Lahuta is excluded from this suite because the benchmarked SASA command targets AlphaFold-style chain-A inputs and cannot process this mixed multi-chain subset.

Parse versus SASA timing

zsasa records component timings with its native --timing path. The benchmark harness also used timing-enabled comparator builds so parse and kernel effects could be separated.

Single-file parse and SASA timing

Figure 5. Parse time versus SASA-kernel time. On the largest assembly, zsasa f64 spent about 708 ms parsing and 3,754 ms in SASA calculation; bitmask reduced the SASA component to about 2,861 ms.

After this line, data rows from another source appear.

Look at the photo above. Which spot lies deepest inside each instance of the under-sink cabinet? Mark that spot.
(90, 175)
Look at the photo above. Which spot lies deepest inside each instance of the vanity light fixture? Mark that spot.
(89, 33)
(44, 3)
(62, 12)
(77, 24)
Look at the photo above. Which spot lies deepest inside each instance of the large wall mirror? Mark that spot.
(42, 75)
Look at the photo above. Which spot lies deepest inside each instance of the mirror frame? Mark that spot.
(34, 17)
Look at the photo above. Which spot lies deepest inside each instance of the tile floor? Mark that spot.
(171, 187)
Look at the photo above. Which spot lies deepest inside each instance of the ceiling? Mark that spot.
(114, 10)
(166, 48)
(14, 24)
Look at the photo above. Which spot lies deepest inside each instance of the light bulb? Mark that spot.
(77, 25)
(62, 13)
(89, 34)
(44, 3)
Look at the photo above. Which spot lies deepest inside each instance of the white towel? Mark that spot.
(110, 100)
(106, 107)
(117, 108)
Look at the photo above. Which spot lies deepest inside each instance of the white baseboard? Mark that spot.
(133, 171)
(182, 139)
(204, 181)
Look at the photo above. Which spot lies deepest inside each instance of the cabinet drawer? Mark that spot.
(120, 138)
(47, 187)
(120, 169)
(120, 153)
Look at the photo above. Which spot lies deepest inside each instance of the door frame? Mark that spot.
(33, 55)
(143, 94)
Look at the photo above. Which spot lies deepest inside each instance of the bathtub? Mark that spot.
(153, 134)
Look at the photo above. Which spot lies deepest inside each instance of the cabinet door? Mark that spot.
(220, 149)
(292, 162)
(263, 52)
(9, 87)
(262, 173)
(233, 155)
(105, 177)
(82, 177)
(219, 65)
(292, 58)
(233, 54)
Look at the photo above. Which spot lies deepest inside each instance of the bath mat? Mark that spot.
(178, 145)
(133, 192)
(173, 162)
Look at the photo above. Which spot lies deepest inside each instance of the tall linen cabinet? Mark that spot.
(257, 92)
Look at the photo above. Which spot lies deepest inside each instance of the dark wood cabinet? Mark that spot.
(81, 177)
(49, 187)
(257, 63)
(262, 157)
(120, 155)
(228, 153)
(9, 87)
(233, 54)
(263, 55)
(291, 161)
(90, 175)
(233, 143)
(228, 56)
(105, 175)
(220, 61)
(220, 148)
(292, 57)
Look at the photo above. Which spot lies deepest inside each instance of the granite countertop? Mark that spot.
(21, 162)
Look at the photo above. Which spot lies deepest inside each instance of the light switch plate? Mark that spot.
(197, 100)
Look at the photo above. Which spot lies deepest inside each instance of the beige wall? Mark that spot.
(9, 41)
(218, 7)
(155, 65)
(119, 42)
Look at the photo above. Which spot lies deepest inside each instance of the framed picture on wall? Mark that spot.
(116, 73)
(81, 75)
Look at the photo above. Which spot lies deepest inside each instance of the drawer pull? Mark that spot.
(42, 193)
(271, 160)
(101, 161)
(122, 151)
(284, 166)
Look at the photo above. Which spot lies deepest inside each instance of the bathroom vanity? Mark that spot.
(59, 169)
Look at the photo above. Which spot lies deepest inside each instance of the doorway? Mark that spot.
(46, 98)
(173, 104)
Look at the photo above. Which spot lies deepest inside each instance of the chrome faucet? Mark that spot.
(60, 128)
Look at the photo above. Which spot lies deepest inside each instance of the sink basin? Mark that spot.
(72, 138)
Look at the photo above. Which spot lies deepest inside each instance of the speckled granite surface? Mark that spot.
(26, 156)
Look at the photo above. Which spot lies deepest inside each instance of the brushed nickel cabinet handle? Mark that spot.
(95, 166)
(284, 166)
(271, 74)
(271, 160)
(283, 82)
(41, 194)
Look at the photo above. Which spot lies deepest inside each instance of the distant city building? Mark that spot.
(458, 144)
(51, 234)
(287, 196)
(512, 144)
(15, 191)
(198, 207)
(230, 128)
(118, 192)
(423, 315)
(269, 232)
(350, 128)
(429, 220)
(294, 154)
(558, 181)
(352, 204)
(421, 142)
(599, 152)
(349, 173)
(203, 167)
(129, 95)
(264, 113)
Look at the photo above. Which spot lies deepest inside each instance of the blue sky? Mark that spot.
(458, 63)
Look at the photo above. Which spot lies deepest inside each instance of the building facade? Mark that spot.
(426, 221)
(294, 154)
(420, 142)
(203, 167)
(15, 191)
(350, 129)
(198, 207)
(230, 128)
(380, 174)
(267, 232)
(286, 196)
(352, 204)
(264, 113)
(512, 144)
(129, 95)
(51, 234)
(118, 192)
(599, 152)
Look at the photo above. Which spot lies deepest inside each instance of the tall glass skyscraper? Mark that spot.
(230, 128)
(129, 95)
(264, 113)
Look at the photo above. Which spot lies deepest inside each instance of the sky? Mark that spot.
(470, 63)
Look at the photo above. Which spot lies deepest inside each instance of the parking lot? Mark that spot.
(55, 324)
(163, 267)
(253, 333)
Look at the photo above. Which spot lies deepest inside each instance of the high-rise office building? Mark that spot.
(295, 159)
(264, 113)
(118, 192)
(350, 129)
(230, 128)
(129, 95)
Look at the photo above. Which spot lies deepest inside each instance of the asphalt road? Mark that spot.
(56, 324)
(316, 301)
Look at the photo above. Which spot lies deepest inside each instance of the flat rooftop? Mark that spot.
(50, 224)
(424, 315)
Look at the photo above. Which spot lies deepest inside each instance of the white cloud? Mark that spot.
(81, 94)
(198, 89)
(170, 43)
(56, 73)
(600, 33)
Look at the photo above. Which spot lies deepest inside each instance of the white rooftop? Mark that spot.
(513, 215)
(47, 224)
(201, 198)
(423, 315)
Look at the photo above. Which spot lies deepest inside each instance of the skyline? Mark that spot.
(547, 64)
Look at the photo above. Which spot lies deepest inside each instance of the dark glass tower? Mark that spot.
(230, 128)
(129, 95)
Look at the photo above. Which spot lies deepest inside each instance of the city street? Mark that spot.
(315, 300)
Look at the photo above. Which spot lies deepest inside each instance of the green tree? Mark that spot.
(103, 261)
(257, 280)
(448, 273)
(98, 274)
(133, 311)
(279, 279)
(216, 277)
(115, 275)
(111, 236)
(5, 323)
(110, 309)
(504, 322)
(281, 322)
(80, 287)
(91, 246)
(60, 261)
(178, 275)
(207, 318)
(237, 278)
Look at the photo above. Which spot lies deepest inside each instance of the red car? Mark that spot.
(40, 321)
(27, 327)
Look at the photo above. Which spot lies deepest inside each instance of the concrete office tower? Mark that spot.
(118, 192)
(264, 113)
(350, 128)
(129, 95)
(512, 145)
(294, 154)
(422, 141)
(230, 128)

Selected component timings:

StructureTool/modeParseSASA kernelWall runtime
5vyczsasa f6440.4 ms184.1 ms0.238 s
5vycRustSASA12,204.5 ms349.9 ms12.430 s
8rbszsasa f6423.5 ms84.3 ms0.118 s
8rbsFreeSASA119.4 ms13,467.4 ms14.150 s
9fqrzsasa f64707.8 ms3,753.7 ms4.696 s
9fqrFreeSASA3,486.1 ms167,332.8 ms191.876 s
9fqrRustSASA1,526.6 ms7,100.0 ms8.731 s

Thread scaling

Single-file thread scaling

Figure 6. Runtime versus thread count across the curated single-file subset. Thread scaling depends on structure size and parser behavior; the largest structures benefit most from parallel SASA calculation.

Caveats

  • The 8rbs FreeSASA result primarily exposes PDB fixed-width coordinate overflow and coordinate misreading rather than ordinary FreeSASA kernel scaling.
  • The 5vyc RustSASA result is dominated by parser time.
  • zsasa accepted the raw large-structure inputs directly, but all tools were timed on the same normalized PDB files for fairness.

Evidence source

The values above are exported from zsasa-benchmarks/results/tables/single_file_t10_summary.csv and single_file_thread_scaling.csv.